Introduction to Consulting

I spend too much time these days talking about what seems to me to be basic, obvious facts about professional services.  So, to save time, three quick points about project management, PSO economics, and metrics.

The project management triangle

The project management triangle is time, cost, and scope.  You want to spend less time on a project?  Fine; the scope will have to be less.  You don’t want that?  Fine, you’re going to spend more on the project then.

You want to spend one week working on the project with one person (labor is value, and all that; cost = resources = effort = people)?  That’s great!  But I’m going to tell you what the scope is and you’re probably not going to like it.

You can decide the scope if you’d prefer, but then I’m going to tell you how much it’s going to cost and how long it’s going to take.

It is an iron law.

Professional services are not products

Professional services have low capital expenses and high incremental costs.  That means that a PSO (professional services organization) can develop a new consulting offering, for example, at little cost, especially compared with the cost of developing a product.  But the cost to deliver that product is high and there aren’t scale economies.  To put a brighter spin on it, the cost is recognized closer to the point of value.
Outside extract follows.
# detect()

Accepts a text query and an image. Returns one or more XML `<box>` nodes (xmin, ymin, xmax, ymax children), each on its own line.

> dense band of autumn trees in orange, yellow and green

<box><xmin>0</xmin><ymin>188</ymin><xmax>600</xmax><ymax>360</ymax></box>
In other words; to actually do the work, you need to assign people (=cost = value) to the project and they are, most likely, going to have to go to the customer location and in doing so (opportunity costs!) will not be able to work on other projects.  Also, they will incur additional costs transporting their corporeal selves from their location to the customer location and back again.

Professional services are simple to manage

The only two numbers that matter to a PSO are effective bill rate and utilization.  You have to look at other things — costs, pipeline, deal size, margin % and $ (both as sold and as delivered), delivery issues (individual projects gone bad can damage an entire organization), and so on — and you have to be able to drill into those two main numbers to see what’s going on in detail, but it’s actually a simple business to model.  There are only 2,000 hours in a work year* and that is not going to change.  The number of hours that you bill, and the rate that you get for those hours is what you really care about.

So, when you’re talking to a good consultant — and this is not a bust, it’s just the reality — you can be assured that they’re thinking utilization and rate.

*  To be precise: there are 2,088 or 2,087 hours in a year in the US, depending on if it’s a leap year or not.